Incidents involving environmental damage and trespass, unfortunately, have become more common. Ideals that were passed from one generation to the next and simply understood as part of the culture now need to be formalised and explained. It shouldn’t come as much of a shock to find out that those on the receiving end, particularly those whose home is out in the countryside, were none too pleased that their Iceland was being defiled. If it was your home, you’d be pretty fed up too. We must all strive to leave a place as we find it.
Protection in the form of national parks and nature reserves
The Icelandic authorities have managed the situation. The country has three national parks: Vatnajökull, Thingvellir and Snæfellsnes. Within their boundaries, some of the country’s most breathtaking scenery is protected and conserved. A clutch of nature reserves afford similar protection. Nature also plays its part. Much of the country is mountainous and uninhabitable. The highland interior is off-limits throughout much of the year. The F roads that permit access only open for a few months in summer when the warmer weather makes it safe to do so.

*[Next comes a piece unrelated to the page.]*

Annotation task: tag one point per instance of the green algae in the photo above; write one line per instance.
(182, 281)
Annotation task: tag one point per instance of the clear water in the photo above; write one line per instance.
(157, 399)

But while that ensures some of the most unspoilt parts of the country are left in a pristine state, in turn it puts additional pressure on the areas that fall outside. You’ll find that much of the decent land near the ring road or coastal strip is privately owned and farmed. If you’re keen to exercise your right to roam, you’ll need to persuade the landowner to let you do so. The same goes for the way you use the land. If it’s publically owned, there’s nothing to stop you if you want to pick wild berries and eat them, so long as it’s for your own personal consumption. But be careful, wild berries have to be just that – wild. Pick berries from a farm, even if you aren’t aware you’re trespassing, and you’ll fall foul of the landowner, not to mention the law.
The right to roam brings with it immense joy, but with such privilege comes responsibilities. We are all custodians of the planet for future generations and as such, must ensure that our actions don’t adversely affect the places we travel in. Enjoy your freedom, but do so with consideration for others and for the environment you share.